Trouble understanding the algebraic manipulation here

[colerelm]

So I'm working with Differential equations but my question is more about the steps taken(I have the solution in front of me) to get to the answer. Here's a screenshot of the part of the problem I don't understand:

​< link to objectionable page removed >

After integrating the right side, how do they get "ln(C)" instead of just " + C"? After that, how do they take C and multiply it to the right side instead of just adding C?

 

[HallsofIvy]

An arbitrary constant is an arbitrary constant is an arbitrary constant!

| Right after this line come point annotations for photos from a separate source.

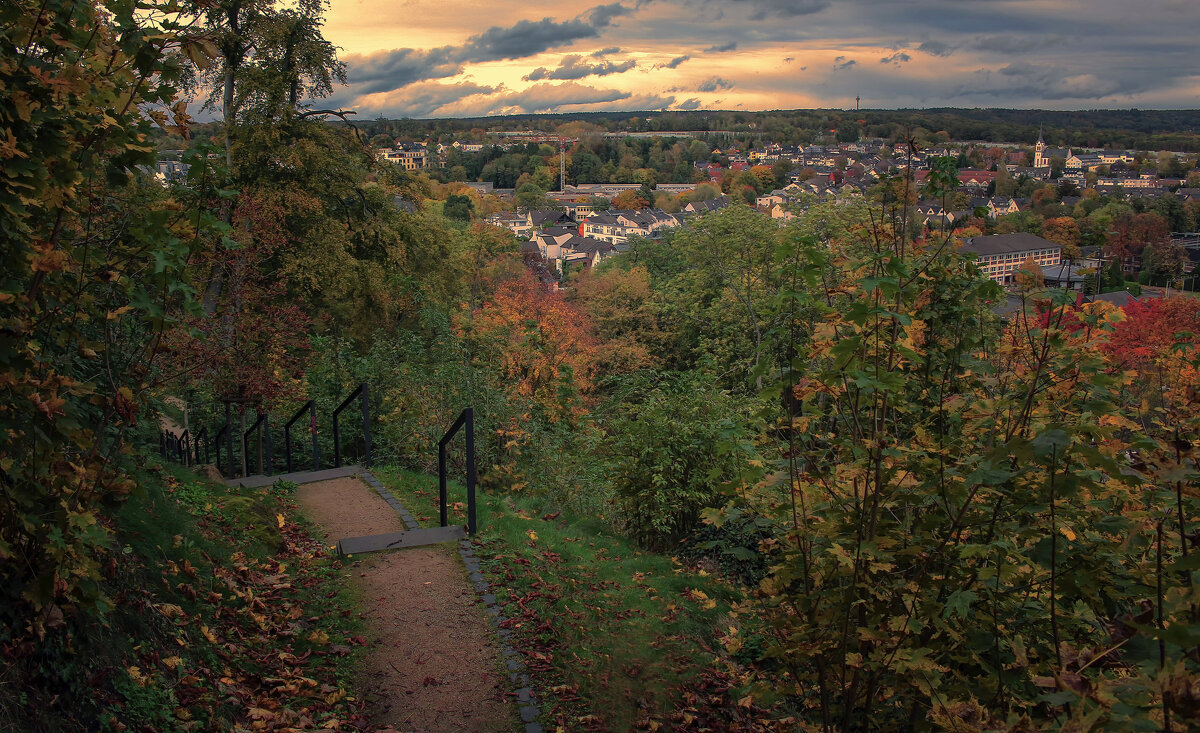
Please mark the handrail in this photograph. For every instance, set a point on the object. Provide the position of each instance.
(185, 448)
(364, 396)
(228, 432)
(202, 436)
(466, 419)
(265, 455)
(311, 407)
(225, 431)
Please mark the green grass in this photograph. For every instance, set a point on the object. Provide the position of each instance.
(213, 596)
(613, 635)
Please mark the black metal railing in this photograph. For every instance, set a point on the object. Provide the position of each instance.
(466, 420)
(225, 431)
(264, 444)
(364, 396)
(175, 446)
(185, 448)
(311, 408)
(201, 437)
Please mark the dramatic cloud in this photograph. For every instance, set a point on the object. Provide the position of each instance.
(427, 98)
(396, 68)
(786, 8)
(1012, 53)
(603, 14)
(936, 48)
(526, 38)
(575, 67)
(714, 84)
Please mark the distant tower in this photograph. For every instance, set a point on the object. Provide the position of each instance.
(1039, 152)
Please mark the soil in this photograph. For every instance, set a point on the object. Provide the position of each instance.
(435, 665)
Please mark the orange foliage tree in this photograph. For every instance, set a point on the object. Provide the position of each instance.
(1152, 329)
(540, 341)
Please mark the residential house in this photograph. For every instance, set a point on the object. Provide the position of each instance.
(1000, 256)
(720, 202)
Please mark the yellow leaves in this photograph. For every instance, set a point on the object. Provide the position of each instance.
(701, 598)
(199, 52)
(48, 258)
(1117, 421)
(333, 697)
(9, 148)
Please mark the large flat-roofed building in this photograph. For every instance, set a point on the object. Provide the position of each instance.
(1000, 256)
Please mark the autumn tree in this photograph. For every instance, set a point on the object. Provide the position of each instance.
(1063, 230)
(1133, 232)
(1152, 328)
(95, 271)
(619, 304)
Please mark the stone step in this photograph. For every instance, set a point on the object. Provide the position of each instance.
(399, 540)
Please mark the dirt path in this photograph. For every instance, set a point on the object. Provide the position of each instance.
(436, 666)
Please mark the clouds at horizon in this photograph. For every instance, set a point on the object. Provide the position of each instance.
(771, 54)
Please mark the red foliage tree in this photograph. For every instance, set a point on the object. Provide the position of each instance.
(1133, 232)
(1152, 328)
(252, 349)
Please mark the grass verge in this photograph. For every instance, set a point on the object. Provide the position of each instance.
(226, 614)
(615, 637)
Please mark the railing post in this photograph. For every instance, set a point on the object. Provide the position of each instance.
(442, 482)
(185, 448)
(245, 452)
(471, 470)
(337, 444)
(229, 438)
(312, 427)
(287, 446)
(267, 434)
(366, 425)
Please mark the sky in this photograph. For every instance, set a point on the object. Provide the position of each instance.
(469, 58)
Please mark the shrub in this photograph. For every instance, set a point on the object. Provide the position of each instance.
(670, 454)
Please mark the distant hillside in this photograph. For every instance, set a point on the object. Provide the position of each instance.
(1135, 128)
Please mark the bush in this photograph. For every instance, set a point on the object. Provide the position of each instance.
(671, 451)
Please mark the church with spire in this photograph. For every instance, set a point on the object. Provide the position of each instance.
(1039, 152)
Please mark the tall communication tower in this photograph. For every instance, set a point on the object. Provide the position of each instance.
(562, 163)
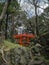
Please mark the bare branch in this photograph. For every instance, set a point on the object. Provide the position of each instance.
(4, 10)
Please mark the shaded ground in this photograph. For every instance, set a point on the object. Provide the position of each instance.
(14, 54)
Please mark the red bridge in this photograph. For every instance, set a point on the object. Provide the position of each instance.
(24, 38)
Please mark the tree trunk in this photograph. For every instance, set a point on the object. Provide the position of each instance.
(6, 26)
(3, 14)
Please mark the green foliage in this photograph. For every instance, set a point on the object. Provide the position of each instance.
(13, 6)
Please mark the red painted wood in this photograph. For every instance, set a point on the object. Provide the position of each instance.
(25, 37)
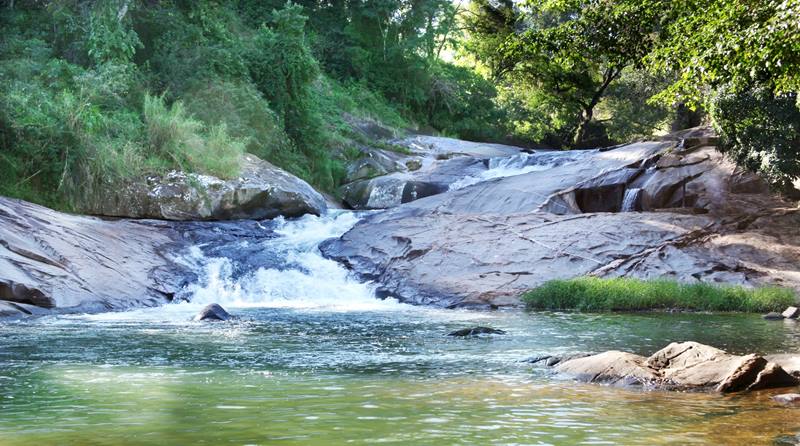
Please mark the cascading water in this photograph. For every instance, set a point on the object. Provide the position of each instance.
(296, 276)
(631, 199)
(522, 163)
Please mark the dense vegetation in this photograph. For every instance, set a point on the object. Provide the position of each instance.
(623, 294)
(93, 92)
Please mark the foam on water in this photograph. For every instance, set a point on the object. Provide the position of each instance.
(305, 280)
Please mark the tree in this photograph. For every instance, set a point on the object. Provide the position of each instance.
(576, 49)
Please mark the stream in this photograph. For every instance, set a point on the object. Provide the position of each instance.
(315, 358)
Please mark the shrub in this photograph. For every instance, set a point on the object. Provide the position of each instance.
(624, 294)
(760, 131)
(182, 140)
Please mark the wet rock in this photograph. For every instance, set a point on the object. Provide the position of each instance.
(787, 361)
(474, 331)
(56, 262)
(680, 366)
(787, 398)
(791, 313)
(212, 312)
(786, 440)
(261, 191)
(537, 359)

It doesn't matter what you call it. Yes, they could have written "\(\displaystyle \int 200kdt= 200kt+ C\)". But the left side is a logarithm: \(\displaystyle ln\left(\frac{P}{200- P}\right)\) so to solve for P you need to take the exponential: \(\displaystyle e^{ln\left(\frac{P}{200- P}\right)}= e^{200kt+ C}\). That gives, of course, \(\displaystyle \frac{P}{200- P}= e^{200kt+ C}= e^{200kt}e^C= C' e^{200kt}\) where I have defined \(\displaystyle C'= e^C\). Since C is an arbitrary constant C' is also (well, strictly speaking e to any power is positive but then we should have written absolute values on the left so the result is the same). The author was trying to avoid using both C and C' by calling the constant of integration ln(C) to begin with.